Among the 1,970 community members who completed the surveys, the rates of likely past-year depression or PTSD were very high—22.1 percent and 22.4 percent, respectively (surveys can only suggest the likelihood of meeting diagnostic criteria). The surveys also indicated that 14 percent had both disorders. Participants who reported that the water crisis had health effects on them or their families or who endorsed a lack of confidence in the authorities were more likely to have depression or both disorders.

That much was well reported by local and national news outlets. But there was far more to the study. And it reveals a lot about how to cut the mental health consequences of destabilizing events.

Respondents with incomes below $25,000/year were more likely to have depression, PTSD, or both conditions. Those who had experienced a prior trauma, such as a serious accident or major illness, were nearly three times as likely than those who did not have depression, more than four times as likely to have PTSD, and five times as likely to experience both. Participants who reported a lack of social support—one of the best-known ways to cope and recover in times of trauma and chaos—were more than twice as likely as their peers to endorse depression or PTSD and nearly three times as likely to endorse both.

The likelihood of experiencing an adverse mental health consequence of a disaster is a product of the history and circumstances of the survivor and the extent of the disaster’s impact on them. Risk factors like prior traumas and resilience-promoting factors like having strong social support are a big part of the equation. (2)

Prior psychiatric problems also constitute an important predisposing factor, especially if they are undertreated or untreated. In fact, the authors of the Flint study share data that show how the lifetime prevalence of depression in Flint is higher than that of Michigan, the U.S., or the world, with a similar trend for PTSD.

There should be little doubt that the balance between the vulnerabilities and strengths that people and communities bring to a disaster could well determine their ability to weather the literal or figurative storm with expectable rather than excessive distress in the form of problems like depression and PTSD. As awful as the Flint water crisis was, and whatever lasting physical and civic consequences it may have, many factors beyond the crisis itself bear on the likelihood of developing post-traumatic mental health problems.

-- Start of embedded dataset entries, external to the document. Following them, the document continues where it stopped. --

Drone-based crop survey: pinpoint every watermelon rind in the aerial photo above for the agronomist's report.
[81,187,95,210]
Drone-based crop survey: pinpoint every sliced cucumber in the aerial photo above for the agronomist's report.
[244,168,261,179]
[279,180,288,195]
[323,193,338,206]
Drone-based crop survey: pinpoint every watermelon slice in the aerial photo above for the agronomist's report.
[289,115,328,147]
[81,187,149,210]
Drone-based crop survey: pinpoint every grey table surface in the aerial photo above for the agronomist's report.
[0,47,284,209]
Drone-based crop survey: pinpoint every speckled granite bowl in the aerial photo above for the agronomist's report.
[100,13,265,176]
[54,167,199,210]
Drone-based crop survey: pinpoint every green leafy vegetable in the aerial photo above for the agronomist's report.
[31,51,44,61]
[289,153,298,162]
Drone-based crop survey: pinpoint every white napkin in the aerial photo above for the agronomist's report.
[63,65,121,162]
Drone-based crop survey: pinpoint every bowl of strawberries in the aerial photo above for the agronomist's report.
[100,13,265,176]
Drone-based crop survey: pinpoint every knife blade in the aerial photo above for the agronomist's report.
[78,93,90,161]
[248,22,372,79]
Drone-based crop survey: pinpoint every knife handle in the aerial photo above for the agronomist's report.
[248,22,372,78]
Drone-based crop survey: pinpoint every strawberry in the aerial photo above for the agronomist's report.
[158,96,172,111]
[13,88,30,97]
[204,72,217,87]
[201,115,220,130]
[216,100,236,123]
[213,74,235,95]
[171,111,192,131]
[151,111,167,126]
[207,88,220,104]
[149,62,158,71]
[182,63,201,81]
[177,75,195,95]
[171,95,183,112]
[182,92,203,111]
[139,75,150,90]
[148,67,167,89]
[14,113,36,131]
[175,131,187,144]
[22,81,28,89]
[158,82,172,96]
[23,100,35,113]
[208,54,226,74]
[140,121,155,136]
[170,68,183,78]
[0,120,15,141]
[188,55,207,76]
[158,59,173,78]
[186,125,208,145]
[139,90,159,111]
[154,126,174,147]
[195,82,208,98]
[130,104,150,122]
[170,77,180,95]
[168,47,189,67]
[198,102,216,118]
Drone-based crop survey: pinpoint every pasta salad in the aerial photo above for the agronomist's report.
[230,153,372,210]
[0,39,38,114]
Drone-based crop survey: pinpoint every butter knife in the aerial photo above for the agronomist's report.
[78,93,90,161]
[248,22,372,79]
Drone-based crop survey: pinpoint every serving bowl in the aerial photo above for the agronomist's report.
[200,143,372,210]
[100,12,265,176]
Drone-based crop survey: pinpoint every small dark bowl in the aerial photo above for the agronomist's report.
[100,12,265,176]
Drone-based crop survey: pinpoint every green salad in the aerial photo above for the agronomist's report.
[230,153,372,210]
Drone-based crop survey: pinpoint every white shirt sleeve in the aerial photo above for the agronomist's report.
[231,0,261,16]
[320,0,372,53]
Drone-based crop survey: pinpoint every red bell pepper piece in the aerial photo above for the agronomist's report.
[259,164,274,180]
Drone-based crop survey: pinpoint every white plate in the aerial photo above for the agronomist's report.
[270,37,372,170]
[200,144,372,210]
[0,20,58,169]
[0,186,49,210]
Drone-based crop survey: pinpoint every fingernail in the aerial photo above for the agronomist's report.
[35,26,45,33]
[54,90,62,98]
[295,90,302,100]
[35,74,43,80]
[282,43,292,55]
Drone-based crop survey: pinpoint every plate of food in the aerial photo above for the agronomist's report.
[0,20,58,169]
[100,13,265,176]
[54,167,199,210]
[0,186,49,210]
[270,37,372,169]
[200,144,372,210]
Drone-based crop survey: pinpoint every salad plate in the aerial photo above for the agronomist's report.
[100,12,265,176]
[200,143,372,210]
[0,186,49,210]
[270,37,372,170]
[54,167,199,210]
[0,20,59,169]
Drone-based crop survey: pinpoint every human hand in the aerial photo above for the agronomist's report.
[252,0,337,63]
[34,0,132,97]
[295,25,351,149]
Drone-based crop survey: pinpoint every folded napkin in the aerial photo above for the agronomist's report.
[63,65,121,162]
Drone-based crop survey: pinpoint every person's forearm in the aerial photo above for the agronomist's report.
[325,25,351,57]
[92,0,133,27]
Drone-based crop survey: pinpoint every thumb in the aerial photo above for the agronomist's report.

Having mentally healthier people and communities to start—better identifying and treating mental health problems of all kinds and reducing exposures to traumas and fostering recovery when they happen—would not only make day-to-day life safer, better, and happier but would protect communities like Flint in the event of catastrophes like the water crisis. (3)

The suffering of daily life is not as newsworthy as the distress spawned by disaster—but it is more consequential. Let’s make mental health resources readily available in communities before a crisis.

References

1. Reuben A, Moreland A, Abdalla S, et al. Prevalence of depression and posttraumatic stress disorder in Flint, Michigan, 5 years after the onset of the water crisis. JAMA Network Open. 2022;5(9):e2232556. doi:10.1001/jamanetworkopen.2022.32556

2. Katz CL, Pellegrino L, Pandya A, Ng A, and DeLisi L. Research on psychiatric outcomes subsequent to disasters: a review of the literature. Psychiatry Research 110(3): 201-17, 2002.

3. Katz CL. The rewards and challenges of disaster psychiatry. Psychiatria et Neurologia Japonica. 123 (10): 666-675, 2021.